Member of the Bangladesh Parliament for Lakshmipur-4
- In office 1991–1996
- Preceded by: Mosharraf Hossain
- Succeeded by: A. S. M. Abdur Rab

Personal details
- Born: 1933 or 1934
- Died: February 18, 2018 (aged 84) Dhaka, Bangladesh
- Party: Bangladesh Nationalist Party

= Abdur Rab Chowdhury =

Bangladeshi politician

Abdur Rab Chowdhury was a Bangladesh Nationalist Party politician and member of parliament for Lakshmipur-4.

== Biography ==
Abdur Rab Chowdhury was born in 1933 or 1934 to Fazlur Rahman.

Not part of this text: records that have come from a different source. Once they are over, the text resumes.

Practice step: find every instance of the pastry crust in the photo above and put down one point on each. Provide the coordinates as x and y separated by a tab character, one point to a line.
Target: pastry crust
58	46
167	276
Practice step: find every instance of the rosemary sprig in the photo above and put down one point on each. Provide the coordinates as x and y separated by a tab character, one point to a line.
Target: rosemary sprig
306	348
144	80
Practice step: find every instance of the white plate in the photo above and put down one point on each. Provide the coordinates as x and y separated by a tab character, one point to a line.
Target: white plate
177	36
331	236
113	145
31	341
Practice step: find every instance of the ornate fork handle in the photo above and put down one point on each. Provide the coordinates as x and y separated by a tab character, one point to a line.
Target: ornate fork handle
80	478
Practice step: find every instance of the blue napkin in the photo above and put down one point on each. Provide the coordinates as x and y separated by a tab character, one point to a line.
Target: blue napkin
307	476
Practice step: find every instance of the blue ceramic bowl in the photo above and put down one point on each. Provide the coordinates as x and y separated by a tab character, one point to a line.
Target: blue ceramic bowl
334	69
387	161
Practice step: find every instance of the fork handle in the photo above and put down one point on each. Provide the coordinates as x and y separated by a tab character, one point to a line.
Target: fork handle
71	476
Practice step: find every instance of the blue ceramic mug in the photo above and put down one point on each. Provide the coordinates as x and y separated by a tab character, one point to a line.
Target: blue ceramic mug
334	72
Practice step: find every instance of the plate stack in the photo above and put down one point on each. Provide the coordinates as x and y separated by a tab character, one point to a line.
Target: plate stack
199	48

He was first elected as a member of parliament from the Lakshmipur-4 constituency in the 1991 general election as a nominee of the Bangladesh Nationalist Party (BNP). Subsequently, he was re-elected from the same constituency in the February 1996 general election as a BNP nominee.

He moved several private members’ bills while in parliament. According to Nizam Ahmed, a scholar of public administration, the most significant was the Code of Criminal Procedure (Amendment) Bill of 1992. It aimed to curtail the practice of holding accused people on remand and guarantee those who were detained in custody basic necessities like water, food, and a place to sleep. He was unsuccessful at moving a bill to raise the government retirement age from 57 to 60, and another bill to repeal lawmakers' perquisite to import a vehicle free of taxes.

In the 2001 election, after failing to secure nomination from the BNP, he joined the Awami League and contested the election but was defeated. He was also defeated as an Awami League candidate in the 2008 national election.

He was a member of the advisory council of the Awami League.

He died in Dhaka on 18 February 2018, aged 84.